Step 4, the wavelet packet coefficient sequence greater than the detected parameters corresponding frequency band of alarm threshold is reconstructed, the energy of abnormal signal probably is distributed on the unusual frequency range of detected appearance in the step 3, wavelet packet coefficient sequence on these frequency ranges is reconstructed, and the signal that reconstructs like this is outstanding abnormal signal on primary signal more.
Because the complexity of abnormal signal, unusual very possible being distributed in of finding in the abnormality detection in the early stage in the different wavelet field, the wavelet packet coefficient of these wavelet field is reconstructed, and the signal that reconstructs like this is outstanding abnormal signal on primary signal more.Further detection to reconstruction signal can be confirmed unusually.In addition by reconstruct wavelet packet coefficient sequence selectively, can be more accurately these are unusual in the location on time-domain.
Step 5, affirmation abnormality detection: the detected parameters and the predefined alarm threshold that generate are compared,, then confirm as abnormal signal if greater than described alarm threshold, otherwise, think flase drop, promptly confirmation signal is normal.Since in the early stage in the abnormality detection module detected doubtful might be flase drop unusually.So we will detect once more to the reconstruct burst at last, reduce false drop rate.And 2 to extract wavelet packet analysis time domain polarization fuzzy, can increase the accuracy of unusual time domain location to the detection of signal after the reconstruct.

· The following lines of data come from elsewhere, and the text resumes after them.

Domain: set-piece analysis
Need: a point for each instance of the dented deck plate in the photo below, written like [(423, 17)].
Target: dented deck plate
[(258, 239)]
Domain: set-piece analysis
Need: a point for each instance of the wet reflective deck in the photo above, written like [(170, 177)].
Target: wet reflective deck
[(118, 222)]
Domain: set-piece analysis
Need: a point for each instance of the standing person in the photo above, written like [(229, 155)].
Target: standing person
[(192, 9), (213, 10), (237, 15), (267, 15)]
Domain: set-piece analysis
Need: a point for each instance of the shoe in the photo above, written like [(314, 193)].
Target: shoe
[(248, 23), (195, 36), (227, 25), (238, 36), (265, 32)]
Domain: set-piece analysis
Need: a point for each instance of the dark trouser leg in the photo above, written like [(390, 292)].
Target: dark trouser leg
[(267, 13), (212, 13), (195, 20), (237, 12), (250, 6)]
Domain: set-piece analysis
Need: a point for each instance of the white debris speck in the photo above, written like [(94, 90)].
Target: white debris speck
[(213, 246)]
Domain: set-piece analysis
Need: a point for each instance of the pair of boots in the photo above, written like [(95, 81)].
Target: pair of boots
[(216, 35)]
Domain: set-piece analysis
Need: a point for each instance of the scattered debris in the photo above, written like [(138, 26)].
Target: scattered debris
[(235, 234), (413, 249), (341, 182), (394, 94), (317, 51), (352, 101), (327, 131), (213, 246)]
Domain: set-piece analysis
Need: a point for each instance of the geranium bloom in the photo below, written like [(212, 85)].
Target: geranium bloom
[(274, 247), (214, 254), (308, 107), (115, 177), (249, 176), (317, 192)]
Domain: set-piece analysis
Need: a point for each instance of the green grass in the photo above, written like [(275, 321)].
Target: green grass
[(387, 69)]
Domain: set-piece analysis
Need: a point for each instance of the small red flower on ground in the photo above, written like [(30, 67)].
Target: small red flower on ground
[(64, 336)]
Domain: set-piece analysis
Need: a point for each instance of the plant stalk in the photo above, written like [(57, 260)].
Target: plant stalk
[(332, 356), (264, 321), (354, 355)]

In addition, in the above-described embodiments, window also can determine that by adaptive mode in general, window is difficult to determine during abnormality detection during detection, if window just can't guarantee well to detect effect when at will selecting one.So the present invention proposes one according to the centre frequency of each frequency band true method of timing window roughly.
Initial stage, signal to be detected was each layer wavelet packet coefficient during abnormality detection.The flow signal WAVELET PACKET DECOMPOSITION behind the j layer, is had 2 jThe length of signal is reduced to 1/2 of flow signal in the sequence of frequency bands of individual equiband, each frequency band j, the sampling interval increases to 2 of flow signal jDoubly.If the highest frequency of flow signal is f, then 2 jThe frequency range of individual frequency band is:
2 -j(i-1)f~2 -jif (3-3)
I=1 in the formula, 2 ..., 2 jThe sequence of frequency bands of expression decomposed signal.The centre frequency (center frequency) that we can roughly estimate each frequency band is:
f cj i = 2 - ( j + 1 ) ( 2 i - 1 ) f - - - ( 3 - 4 )
If the sampling interval Δ of the 0th layer (to flow signal), then the sampling interval of j layer is 2 jΔ.We get 2 jThe data length of doubling time correspondence is the size of detection window:
DetWin j i = 2 j · 2 ( j + 1 ) / [ ( 2 i - 1 ) f · 2 j Δ ] = 2 ( j + 1 ) / [ ( 2 i - 1 ) f · Δ ] - - - ( 3 - 5 )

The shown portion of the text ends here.